Une nouvelle réunion des ministres du Développement a eu lieu, mardi 26 février. Certains Etats hésitent à relancer leur aide, stoppée depuis le coup d’Etat de mars 2012.

Depuis janvier 2013, l’Union européenne et la France orchestrent le redémarrage de l’aide au développement au Mali. Le commissaire Andris Piebalgs a convié une nouvelle fois les ministres du Développement mardi 26 février à Bruxelles. 

Les Pays-Bas et l’Allemagne, qui ont bloqué leur aide à la suite du coup d’Etat de mars 2012, hésitent à la relancer. Avec le Danemark, ils figurent pourtant sur la liste des dix donateurs les plus importants au Mali entre 2010 et 2011, selon l’OCDE

Mobiliser des fonds rapidement

« Plus que le montant de l’aide, c’est la rapidité des décaissements qui est en jeu », explique une source diplomatique française.
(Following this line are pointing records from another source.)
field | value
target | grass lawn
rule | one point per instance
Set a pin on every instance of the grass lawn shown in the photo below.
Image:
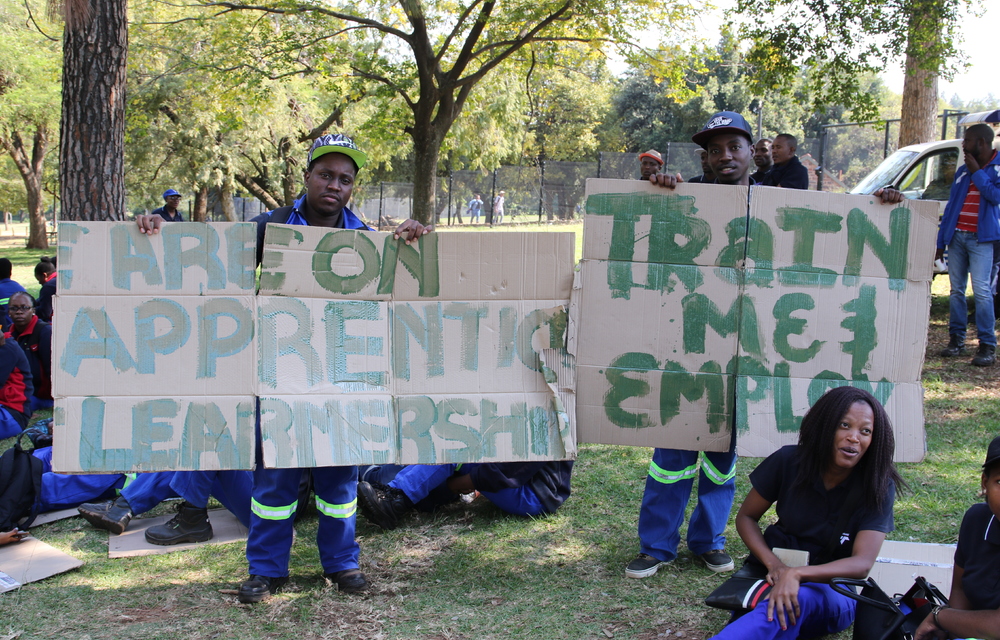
(472, 572)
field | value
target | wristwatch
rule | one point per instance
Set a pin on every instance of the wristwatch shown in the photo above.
(936, 610)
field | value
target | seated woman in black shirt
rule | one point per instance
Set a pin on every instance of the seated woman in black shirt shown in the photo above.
(973, 609)
(834, 493)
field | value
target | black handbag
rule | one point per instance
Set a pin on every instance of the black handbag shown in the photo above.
(879, 617)
(742, 591)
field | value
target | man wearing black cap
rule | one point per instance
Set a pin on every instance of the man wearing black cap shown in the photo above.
(650, 163)
(169, 210)
(332, 166)
(728, 140)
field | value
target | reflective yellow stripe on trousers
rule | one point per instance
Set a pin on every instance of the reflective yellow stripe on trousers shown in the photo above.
(337, 510)
(669, 477)
(273, 513)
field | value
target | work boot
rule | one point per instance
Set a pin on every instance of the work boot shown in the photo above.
(382, 505)
(956, 347)
(259, 587)
(112, 516)
(985, 356)
(189, 525)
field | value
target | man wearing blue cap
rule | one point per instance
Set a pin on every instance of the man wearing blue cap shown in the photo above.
(333, 163)
(169, 210)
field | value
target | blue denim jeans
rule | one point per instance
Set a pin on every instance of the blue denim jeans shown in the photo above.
(967, 257)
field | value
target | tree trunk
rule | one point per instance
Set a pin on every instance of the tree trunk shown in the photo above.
(426, 149)
(91, 141)
(31, 174)
(920, 101)
(226, 199)
(200, 213)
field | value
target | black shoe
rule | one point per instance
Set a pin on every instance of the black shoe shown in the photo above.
(643, 566)
(718, 561)
(382, 505)
(956, 347)
(986, 355)
(110, 516)
(259, 587)
(189, 525)
(348, 580)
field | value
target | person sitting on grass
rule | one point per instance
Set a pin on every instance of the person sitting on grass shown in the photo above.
(834, 494)
(64, 491)
(518, 488)
(34, 336)
(15, 389)
(973, 609)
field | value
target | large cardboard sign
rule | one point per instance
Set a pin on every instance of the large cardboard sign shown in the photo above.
(358, 348)
(424, 353)
(731, 308)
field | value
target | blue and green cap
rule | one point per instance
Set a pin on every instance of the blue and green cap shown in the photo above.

La Commission et la France estiment que les fonds pour les besoins prioritaires (accès à l’eau, l’électricité, etc.) doivent être versés sans attendre les élections de juillet 2013.

Le Mali, ballon d’essai de la nouvelle politique de développement de l’UE

L’argent débloqué début février servira notamment à reprendre les programmes de vaccination et l’entretien des infrastructures. Il sera également utilisé pour fournir des semences et de l’engrais au secteur agricole, précise le communiqué publié à l’issue de la réunion des ministres.

L’UE mise sur son rôle de coordinateur entre les différents bailleurs de fonds pour convaincre les donateurs potentiels de sauter le pas.

Ils sont conviés à une conférence des donateurs organisée à la mi-mai. L’approche « conjointe » préparée par l’UE sera présentée à cette occasion. « Aujourd’hui, nous avons fait un pas important vers la mise sur pied d’une intervention européenne commune, cohérente et globale », s’est félicité Andris Piebalgs.

Il s’agit de la troisième conférence du genre. La première s’est tenue à Addis-Adeba en janvier 2013, et a abouti à un engagement total de 377,2 millions d’euros.
 
Un autre évènement a été organisé à Bruxelles, le 5 février, afin d’établir les conditions du déboursement de cette aide. De nombreux donateurs hors de l’Union européenne ont alors déclaré vouloir attendre des avancées concrètes de la part du gouvernement malien.